Using Analytics to Track an EHR Deployment

By any standard, the electronic health records rollout at Duke Medicine is big.


By any standard, the electronic health records rollout at Duke Medicine is big. Located in Durham, N.C., the academic medical center is in the midst of a 4-year deployment of an Epic system across its ambulatory and inpatient settings. Epic will replace multiple legacy systems and offer an integrated package of clinical and revenue cycle applications.

At Health Data Management’s Healthcare Analytics Symposium, Monica Horvath, Duke’s team lead in health intelligence and research services, described how data analytics can be used to monitor the effectiveness of the roll-out.

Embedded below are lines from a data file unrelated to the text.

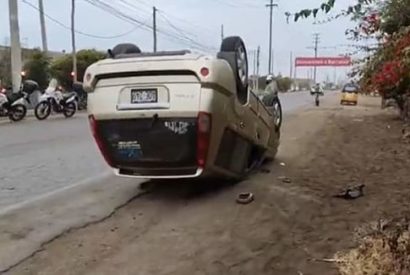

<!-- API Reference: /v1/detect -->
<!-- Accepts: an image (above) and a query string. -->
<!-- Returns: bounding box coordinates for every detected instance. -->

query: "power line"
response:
[155,12,215,50]
[22,0,145,39]
[85,0,216,52]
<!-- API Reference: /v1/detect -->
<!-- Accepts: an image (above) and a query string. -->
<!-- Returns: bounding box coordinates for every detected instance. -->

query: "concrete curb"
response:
[0,173,143,273]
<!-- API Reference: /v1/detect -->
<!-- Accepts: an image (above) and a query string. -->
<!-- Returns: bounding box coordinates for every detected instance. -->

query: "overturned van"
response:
[83,37,282,179]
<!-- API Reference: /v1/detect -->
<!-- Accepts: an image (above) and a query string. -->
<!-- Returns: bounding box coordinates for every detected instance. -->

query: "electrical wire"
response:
[158,12,216,50]
[84,0,214,52]
[22,0,146,39]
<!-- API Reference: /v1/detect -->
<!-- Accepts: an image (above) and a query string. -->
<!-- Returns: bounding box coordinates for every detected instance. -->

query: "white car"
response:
[83,37,282,179]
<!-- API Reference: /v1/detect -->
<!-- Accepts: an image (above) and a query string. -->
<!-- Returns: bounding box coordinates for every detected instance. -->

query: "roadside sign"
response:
[295,56,352,67]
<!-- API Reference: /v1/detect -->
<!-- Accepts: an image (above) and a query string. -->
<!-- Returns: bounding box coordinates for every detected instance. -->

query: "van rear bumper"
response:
[114,167,204,179]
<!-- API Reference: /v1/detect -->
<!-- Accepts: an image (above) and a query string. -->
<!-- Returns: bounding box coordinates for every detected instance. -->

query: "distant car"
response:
[340,83,360,105]
[83,37,282,179]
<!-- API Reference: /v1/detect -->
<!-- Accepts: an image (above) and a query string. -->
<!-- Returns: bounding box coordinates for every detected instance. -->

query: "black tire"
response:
[9,104,27,121]
[34,101,52,120]
[63,102,77,118]
[220,36,249,104]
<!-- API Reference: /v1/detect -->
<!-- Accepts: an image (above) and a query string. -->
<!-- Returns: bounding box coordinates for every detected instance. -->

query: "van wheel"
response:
[220,36,248,104]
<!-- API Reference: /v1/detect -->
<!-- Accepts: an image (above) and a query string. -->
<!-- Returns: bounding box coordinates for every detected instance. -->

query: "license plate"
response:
[131,89,158,104]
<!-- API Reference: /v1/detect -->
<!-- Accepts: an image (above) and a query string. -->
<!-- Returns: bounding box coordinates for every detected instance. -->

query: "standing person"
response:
[259,75,282,130]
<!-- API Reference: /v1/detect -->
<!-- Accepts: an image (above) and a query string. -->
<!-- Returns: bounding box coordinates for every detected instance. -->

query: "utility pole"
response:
[38,0,48,54]
[71,0,77,82]
[256,46,261,76]
[152,7,157,53]
[313,33,320,83]
[271,49,275,75]
[289,52,293,79]
[266,0,278,74]
[9,0,22,92]
[255,46,261,91]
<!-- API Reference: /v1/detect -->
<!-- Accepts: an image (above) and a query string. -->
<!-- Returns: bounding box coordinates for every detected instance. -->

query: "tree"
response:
[23,50,50,89]
[51,49,105,88]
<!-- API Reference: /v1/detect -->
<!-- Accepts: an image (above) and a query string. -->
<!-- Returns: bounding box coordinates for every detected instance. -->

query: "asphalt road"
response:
[0,92,326,210]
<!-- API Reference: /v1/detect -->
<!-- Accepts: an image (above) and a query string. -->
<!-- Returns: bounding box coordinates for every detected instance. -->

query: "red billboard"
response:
[295,56,352,67]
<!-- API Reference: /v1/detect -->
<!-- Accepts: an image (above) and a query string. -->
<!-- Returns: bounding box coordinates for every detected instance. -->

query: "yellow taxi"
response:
[340,83,359,105]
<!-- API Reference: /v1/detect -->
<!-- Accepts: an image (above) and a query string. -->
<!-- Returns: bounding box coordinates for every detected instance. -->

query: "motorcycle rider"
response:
[310,83,323,106]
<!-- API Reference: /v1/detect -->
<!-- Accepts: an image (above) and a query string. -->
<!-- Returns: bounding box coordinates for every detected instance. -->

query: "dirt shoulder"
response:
[9,97,410,275]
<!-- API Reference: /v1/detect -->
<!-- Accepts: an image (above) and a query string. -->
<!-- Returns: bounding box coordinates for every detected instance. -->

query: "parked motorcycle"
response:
[72,82,87,110]
[0,80,38,121]
[34,87,78,120]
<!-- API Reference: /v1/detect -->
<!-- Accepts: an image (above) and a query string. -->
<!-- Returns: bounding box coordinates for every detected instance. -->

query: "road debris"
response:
[311,258,345,264]
[334,184,365,200]
[278,176,292,183]
[236,192,254,204]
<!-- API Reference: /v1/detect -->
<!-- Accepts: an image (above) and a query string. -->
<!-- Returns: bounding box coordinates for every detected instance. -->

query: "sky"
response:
[0,0,353,81]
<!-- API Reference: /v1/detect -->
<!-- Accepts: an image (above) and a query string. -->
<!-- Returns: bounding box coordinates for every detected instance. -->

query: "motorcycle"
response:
[34,87,78,120]
[310,87,324,106]
[0,80,38,121]
[315,93,320,106]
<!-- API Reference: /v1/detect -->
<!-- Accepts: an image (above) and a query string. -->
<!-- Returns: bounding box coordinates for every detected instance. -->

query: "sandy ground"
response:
[8,95,410,275]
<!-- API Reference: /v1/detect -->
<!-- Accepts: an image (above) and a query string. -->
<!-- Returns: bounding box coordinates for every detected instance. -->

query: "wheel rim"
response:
[65,103,75,116]
[37,102,50,117]
[12,106,24,119]
[236,46,248,85]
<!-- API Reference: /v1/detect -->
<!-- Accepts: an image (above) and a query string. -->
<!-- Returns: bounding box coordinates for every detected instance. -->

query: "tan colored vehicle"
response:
[84,37,281,181]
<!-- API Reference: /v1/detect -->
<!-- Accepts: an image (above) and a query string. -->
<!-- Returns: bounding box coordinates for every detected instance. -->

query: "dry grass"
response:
[335,219,410,275]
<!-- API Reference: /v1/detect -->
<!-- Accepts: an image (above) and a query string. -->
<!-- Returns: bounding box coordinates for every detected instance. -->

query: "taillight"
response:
[88,115,113,167]
[200,67,209,77]
[196,112,212,168]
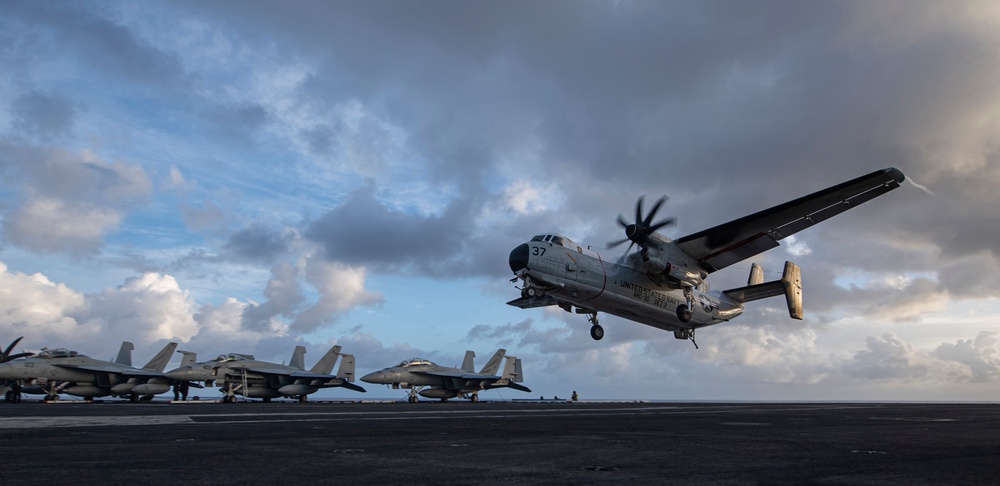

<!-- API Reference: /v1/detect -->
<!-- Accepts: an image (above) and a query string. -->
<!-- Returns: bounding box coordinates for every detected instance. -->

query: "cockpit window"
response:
[36,348,84,358]
[397,358,434,368]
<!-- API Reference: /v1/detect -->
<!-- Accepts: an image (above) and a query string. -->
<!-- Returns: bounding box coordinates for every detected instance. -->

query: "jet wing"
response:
[507,295,559,309]
[672,168,906,274]
[240,368,326,379]
[411,371,500,390]
[53,364,166,378]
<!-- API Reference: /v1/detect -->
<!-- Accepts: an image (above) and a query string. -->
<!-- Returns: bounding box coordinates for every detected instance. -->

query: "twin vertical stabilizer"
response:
[722,262,804,320]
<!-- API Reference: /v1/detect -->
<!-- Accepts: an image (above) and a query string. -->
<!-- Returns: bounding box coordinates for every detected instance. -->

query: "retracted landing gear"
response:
[587,312,604,341]
[674,329,698,349]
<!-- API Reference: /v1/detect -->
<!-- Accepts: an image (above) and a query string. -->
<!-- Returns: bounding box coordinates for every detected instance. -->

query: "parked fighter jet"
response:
[167,346,365,403]
[0,341,177,402]
[361,349,531,403]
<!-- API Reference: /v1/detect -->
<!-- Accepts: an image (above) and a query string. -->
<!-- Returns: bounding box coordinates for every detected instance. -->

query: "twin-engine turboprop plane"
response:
[167,346,365,403]
[361,349,531,403]
[508,168,905,347]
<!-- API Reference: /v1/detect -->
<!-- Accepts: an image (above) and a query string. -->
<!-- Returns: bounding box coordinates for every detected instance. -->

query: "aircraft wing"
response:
[412,371,500,390]
[676,168,906,274]
[247,368,336,379]
[507,295,559,309]
[53,364,166,378]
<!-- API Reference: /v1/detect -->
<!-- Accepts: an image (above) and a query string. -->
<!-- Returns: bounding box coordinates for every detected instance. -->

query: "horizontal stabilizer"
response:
[722,262,804,320]
[507,295,559,309]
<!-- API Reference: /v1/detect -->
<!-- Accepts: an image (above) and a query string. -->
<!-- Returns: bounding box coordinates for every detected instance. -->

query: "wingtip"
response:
[884,167,906,184]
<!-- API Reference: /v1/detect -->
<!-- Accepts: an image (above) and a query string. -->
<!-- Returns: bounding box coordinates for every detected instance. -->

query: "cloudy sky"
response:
[0,0,1000,400]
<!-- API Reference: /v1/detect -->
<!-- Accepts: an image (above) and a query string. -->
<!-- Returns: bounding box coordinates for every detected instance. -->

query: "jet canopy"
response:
[35,348,83,359]
[531,235,577,248]
[396,358,434,368]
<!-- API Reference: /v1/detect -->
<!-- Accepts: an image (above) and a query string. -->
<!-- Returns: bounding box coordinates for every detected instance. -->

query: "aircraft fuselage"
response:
[510,235,743,331]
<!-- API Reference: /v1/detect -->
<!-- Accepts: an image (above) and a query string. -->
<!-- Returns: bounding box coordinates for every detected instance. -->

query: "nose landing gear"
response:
[587,312,604,341]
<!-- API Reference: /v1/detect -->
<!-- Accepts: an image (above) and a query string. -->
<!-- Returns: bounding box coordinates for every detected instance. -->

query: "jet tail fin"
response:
[722,262,804,320]
[462,351,476,373]
[337,354,354,382]
[340,381,368,393]
[115,341,135,366]
[177,350,198,368]
[479,348,507,375]
[309,345,340,375]
[288,346,306,370]
[142,343,177,373]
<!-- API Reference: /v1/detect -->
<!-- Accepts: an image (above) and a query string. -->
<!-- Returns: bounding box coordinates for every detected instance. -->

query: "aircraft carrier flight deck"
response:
[0,402,1000,485]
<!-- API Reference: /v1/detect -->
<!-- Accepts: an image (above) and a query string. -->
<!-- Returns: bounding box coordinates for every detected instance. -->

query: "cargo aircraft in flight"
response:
[508,168,905,347]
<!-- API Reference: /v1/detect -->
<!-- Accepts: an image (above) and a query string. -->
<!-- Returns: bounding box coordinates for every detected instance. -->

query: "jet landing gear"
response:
[674,329,698,349]
[677,287,694,322]
[587,312,604,341]
[4,383,21,403]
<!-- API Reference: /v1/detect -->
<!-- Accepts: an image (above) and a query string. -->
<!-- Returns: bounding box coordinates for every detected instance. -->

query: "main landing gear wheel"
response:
[590,324,604,341]
[677,304,692,322]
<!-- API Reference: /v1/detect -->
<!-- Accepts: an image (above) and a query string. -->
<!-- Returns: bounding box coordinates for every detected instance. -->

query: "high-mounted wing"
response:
[674,167,906,272]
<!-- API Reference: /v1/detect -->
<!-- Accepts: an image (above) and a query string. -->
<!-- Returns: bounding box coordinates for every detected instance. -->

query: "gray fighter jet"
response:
[167,346,365,403]
[0,341,177,402]
[361,349,531,403]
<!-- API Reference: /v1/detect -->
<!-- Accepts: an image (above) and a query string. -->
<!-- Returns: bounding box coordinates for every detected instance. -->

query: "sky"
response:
[0,0,1000,401]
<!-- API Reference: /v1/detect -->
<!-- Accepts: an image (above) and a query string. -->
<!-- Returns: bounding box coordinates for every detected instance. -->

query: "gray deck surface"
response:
[0,402,1000,485]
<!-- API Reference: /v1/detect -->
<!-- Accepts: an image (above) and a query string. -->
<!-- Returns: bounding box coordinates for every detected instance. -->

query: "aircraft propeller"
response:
[0,336,35,363]
[608,196,677,255]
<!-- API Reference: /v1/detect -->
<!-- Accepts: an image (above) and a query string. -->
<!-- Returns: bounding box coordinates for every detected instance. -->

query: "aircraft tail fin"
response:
[309,345,343,375]
[115,341,135,366]
[337,354,355,382]
[722,262,804,320]
[479,348,507,375]
[288,346,306,370]
[142,343,177,373]
[747,263,764,286]
[495,356,531,393]
[177,350,198,368]
[462,351,476,373]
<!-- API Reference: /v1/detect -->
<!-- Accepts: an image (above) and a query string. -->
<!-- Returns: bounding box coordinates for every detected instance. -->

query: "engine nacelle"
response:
[278,383,319,397]
[420,388,458,398]
[62,385,111,398]
[111,382,135,395]
[236,386,281,398]
[132,383,170,395]
[639,248,708,287]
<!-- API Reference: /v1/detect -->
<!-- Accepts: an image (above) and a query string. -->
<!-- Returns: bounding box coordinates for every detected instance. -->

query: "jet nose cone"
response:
[164,368,191,381]
[510,243,528,273]
[361,371,385,383]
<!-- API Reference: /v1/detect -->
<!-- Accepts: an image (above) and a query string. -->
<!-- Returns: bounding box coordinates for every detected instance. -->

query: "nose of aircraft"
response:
[510,243,528,273]
[164,366,192,381]
[361,371,385,383]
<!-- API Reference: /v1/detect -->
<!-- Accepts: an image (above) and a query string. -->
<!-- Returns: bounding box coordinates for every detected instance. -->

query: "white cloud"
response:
[0,143,152,255]
[291,256,385,332]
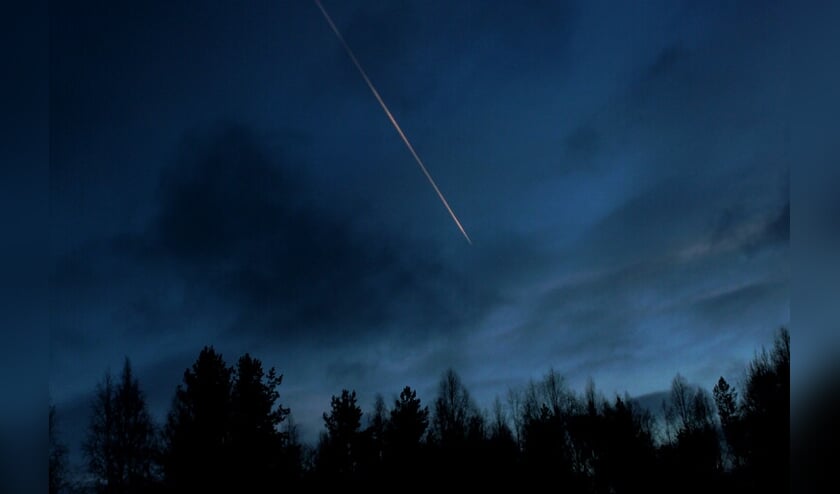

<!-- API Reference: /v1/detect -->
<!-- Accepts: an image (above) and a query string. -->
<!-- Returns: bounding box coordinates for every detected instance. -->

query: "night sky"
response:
[49,0,796,450]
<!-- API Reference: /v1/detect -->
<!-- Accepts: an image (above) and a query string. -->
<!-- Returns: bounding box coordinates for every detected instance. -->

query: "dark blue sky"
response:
[49,0,800,448]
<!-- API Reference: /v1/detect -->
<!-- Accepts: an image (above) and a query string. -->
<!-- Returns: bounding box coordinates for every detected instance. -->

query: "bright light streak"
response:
[314,0,472,245]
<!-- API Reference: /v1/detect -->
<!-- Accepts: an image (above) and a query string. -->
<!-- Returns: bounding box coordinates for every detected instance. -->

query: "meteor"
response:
[314,0,472,245]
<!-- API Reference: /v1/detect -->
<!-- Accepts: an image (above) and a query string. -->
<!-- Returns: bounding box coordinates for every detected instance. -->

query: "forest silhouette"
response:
[49,328,790,494]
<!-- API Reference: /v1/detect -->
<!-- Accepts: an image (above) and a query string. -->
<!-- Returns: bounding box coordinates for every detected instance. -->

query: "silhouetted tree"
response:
[664,374,722,492]
[388,386,429,455]
[230,353,293,492]
[163,347,234,492]
[740,328,790,492]
[592,397,656,493]
[84,359,157,494]
[48,405,67,494]
[486,397,519,483]
[318,389,362,479]
[431,369,474,447]
[712,376,742,468]
[520,369,581,489]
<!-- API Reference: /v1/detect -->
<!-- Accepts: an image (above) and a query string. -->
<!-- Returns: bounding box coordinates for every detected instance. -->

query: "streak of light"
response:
[314,0,472,245]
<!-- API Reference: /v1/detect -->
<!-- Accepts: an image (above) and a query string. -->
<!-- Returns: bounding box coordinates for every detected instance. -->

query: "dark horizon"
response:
[46,0,808,488]
[49,328,792,494]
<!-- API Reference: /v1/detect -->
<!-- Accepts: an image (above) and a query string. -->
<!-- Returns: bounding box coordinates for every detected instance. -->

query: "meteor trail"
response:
[314,0,472,245]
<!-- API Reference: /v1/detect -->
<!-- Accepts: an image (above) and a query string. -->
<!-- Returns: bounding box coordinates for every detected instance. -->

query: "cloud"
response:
[54,125,493,354]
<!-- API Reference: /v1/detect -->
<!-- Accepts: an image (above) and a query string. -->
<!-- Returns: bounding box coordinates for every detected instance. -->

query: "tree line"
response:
[49,328,790,494]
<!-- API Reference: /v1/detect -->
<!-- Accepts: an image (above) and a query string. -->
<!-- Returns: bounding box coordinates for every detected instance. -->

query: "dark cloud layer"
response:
[50,1,808,456]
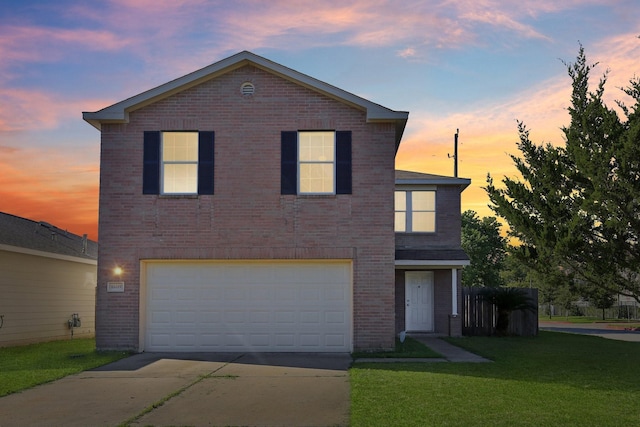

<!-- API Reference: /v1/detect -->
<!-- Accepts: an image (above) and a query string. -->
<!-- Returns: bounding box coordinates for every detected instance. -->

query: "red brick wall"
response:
[96,66,395,349]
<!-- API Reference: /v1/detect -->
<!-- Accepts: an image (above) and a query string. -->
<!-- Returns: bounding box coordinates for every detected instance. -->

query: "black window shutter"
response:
[198,131,215,194]
[142,131,160,194]
[336,130,351,194]
[280,131,298,194]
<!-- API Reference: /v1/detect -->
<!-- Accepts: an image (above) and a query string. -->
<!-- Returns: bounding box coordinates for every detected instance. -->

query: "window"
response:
[142,131,214,195]
[281,131,351,195]
[395,191,436,233]
[298,132,336,194]
[160,132,198,194]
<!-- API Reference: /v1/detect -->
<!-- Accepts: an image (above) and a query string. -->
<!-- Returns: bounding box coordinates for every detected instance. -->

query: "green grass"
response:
[350,331,640,427]
[352,337,442,359]
[0,339,128,397]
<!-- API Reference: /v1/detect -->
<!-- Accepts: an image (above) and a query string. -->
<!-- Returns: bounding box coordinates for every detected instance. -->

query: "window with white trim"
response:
[161,132,198,194]
[298,131,336,194]
[395,190,436,233]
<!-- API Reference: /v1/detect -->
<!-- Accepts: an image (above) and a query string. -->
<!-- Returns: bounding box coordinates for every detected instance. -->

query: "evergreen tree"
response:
[462,210,506,288]
[485,46,640,302]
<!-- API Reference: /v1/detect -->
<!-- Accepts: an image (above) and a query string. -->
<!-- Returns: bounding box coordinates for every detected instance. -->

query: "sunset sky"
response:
[0,0,640,239]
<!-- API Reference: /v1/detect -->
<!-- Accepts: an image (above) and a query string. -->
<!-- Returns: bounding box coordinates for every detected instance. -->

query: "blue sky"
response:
[0,0,640,238]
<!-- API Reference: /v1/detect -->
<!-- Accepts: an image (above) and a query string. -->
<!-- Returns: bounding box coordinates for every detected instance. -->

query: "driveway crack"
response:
[118,354,244,427]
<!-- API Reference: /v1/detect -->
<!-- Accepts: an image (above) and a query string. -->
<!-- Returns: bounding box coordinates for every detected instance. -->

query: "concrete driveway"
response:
[0,353,351,427]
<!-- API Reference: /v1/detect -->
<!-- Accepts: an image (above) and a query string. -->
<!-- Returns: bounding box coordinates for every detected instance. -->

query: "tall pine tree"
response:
[485,46,640,302]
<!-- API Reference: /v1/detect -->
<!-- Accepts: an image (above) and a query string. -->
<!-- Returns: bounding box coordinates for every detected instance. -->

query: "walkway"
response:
[356,334,491,363]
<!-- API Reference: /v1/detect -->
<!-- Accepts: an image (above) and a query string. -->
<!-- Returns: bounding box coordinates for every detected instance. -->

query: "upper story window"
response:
[142,131,214,196]
[395,190,436,233]
[298,132,336,194]
[161,132,198,194]
[280,131,351,195]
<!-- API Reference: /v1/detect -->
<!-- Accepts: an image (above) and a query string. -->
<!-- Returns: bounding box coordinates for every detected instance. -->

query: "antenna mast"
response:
[447,129,460,178]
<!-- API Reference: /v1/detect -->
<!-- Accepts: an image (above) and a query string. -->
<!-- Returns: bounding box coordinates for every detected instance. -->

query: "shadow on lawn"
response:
[354,331,640,391]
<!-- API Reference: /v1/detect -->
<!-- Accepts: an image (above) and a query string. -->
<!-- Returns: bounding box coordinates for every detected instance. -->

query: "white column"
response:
[451,268,458,316]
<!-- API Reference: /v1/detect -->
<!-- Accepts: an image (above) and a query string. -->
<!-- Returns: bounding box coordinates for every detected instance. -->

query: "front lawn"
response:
[0,339,128,397]
[350,331,640,426]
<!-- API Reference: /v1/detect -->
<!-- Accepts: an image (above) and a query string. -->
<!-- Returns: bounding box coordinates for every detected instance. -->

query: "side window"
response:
[395,191,436,233]
[142,131,214,195]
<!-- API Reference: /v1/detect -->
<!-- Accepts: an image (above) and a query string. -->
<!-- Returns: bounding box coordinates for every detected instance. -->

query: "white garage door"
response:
[143,261,351,352]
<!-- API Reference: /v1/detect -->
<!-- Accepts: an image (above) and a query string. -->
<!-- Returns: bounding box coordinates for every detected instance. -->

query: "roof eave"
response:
[82,51,409,142]
[396,178,471,191]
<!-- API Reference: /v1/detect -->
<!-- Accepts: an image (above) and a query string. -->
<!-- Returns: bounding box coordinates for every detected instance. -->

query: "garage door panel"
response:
[145,262,352,352]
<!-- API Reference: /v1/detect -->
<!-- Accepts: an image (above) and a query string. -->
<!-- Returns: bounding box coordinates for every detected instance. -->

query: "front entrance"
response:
[404,271,433,332]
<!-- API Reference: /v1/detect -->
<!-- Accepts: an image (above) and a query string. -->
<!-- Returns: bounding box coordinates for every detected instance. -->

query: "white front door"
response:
[404,271,433,332]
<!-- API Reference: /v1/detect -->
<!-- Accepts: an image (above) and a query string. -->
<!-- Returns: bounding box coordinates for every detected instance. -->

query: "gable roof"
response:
[82,51,409,149]
[0,212,98,260]
[396,170,471,191]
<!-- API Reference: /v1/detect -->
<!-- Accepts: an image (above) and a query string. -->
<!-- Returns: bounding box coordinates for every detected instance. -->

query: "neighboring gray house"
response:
[0,212,98,347]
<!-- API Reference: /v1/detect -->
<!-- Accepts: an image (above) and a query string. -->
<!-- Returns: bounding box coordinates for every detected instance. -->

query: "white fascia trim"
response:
[0,244,98,265]
[396,259,471,268]
[82,51,409,130]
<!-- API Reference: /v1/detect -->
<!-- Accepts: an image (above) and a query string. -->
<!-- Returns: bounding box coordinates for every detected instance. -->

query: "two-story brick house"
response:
[83,52,464,352]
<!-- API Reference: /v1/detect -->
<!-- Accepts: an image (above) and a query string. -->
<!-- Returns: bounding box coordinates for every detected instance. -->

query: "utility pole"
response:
[447,129,460,178]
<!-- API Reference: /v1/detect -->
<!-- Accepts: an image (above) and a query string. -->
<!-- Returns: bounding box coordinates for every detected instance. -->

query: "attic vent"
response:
[240,82,256,95]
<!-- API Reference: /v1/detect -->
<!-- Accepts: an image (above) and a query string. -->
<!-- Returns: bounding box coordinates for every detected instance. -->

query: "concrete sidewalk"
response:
[356,334,491,363]
[0,353,351,427]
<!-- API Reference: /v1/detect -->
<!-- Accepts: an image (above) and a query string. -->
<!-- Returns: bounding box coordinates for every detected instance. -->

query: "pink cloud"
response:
[0,87,113,132]
[0,25,130,68]
[0,143,98,239]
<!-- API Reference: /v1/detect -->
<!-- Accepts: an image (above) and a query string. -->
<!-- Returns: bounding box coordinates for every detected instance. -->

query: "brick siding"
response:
[96,66,395,350]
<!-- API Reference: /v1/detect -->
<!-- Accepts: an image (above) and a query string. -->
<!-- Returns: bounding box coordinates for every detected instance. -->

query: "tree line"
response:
[462,46,640,318]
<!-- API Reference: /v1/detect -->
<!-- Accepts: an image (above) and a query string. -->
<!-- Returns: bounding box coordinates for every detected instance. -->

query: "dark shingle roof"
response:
[0,212,98,260]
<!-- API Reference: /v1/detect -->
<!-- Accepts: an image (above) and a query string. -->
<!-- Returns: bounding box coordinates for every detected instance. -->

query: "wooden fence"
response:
[462,288,538,336]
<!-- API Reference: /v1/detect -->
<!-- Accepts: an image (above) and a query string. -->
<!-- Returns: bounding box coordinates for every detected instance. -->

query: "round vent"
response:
[240,82,256,95]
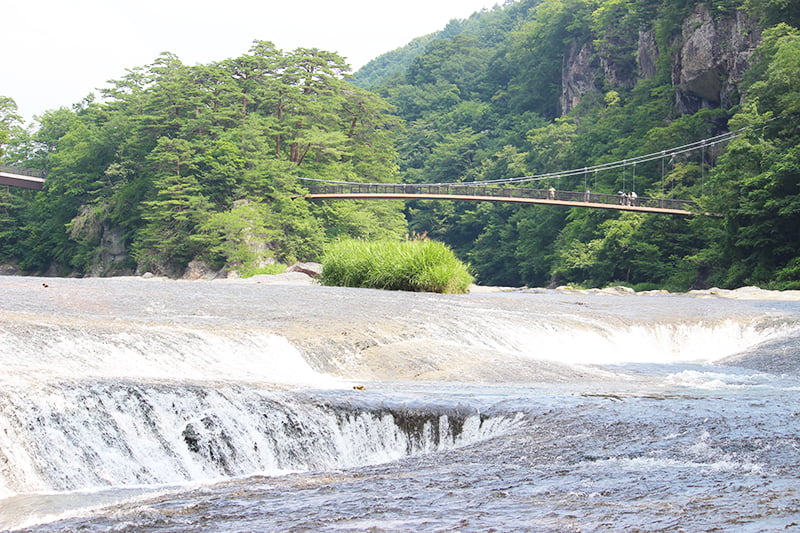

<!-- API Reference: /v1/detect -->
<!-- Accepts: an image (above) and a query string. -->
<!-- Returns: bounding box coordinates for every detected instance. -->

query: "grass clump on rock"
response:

The findings were not always pleasant, as Horvath discussed how some physicians wound up returning to a legacy documentation system rather than use the new Epic module because of cumbersome documentation requirements.

Horvath’s team, part of Duke Health Technology Solutions, the medical center’s technology arm, surveyed clinics about the ease of doing various transactions both before and after go-live. That helped track clinics having trouble with adoption, leading to site visits, additional retraining and even software redesign. The survey was broken down by role, with nurses, physicians and even front desk staff weighing in on the merits of the EHR.

Among the go-live measures tracked was transcription utilization. Duke wanted to move providers to an embedded voice recognition module in the Epic system, rather than use a variety of outsourced transcription services. To date, Duke has reduced the use of transcription nearly a third, Horvath said. But some clinics continued to pay for outside transcription. Upon analysis, Horvath’s group determined that these were physicians who had returned to their legacy EHR as a workaround to cumbersome documentation requirements.  “That was exactly what we didn’t want to happen,” she said.

And while the initial deployment did not go entirely as planned, the data gathered by user surveys, transcription utilization measures, and other billing metrics offered the staff responsible for the EHR design valuable insight, she said. For example, some clinics saw big spikes in their billing lag times, as it proved difficult to close out charts, apply codes and dispatch claims. Revised workarounds and system improvements have resulted in those lag times returning back to the pre-EHR levels.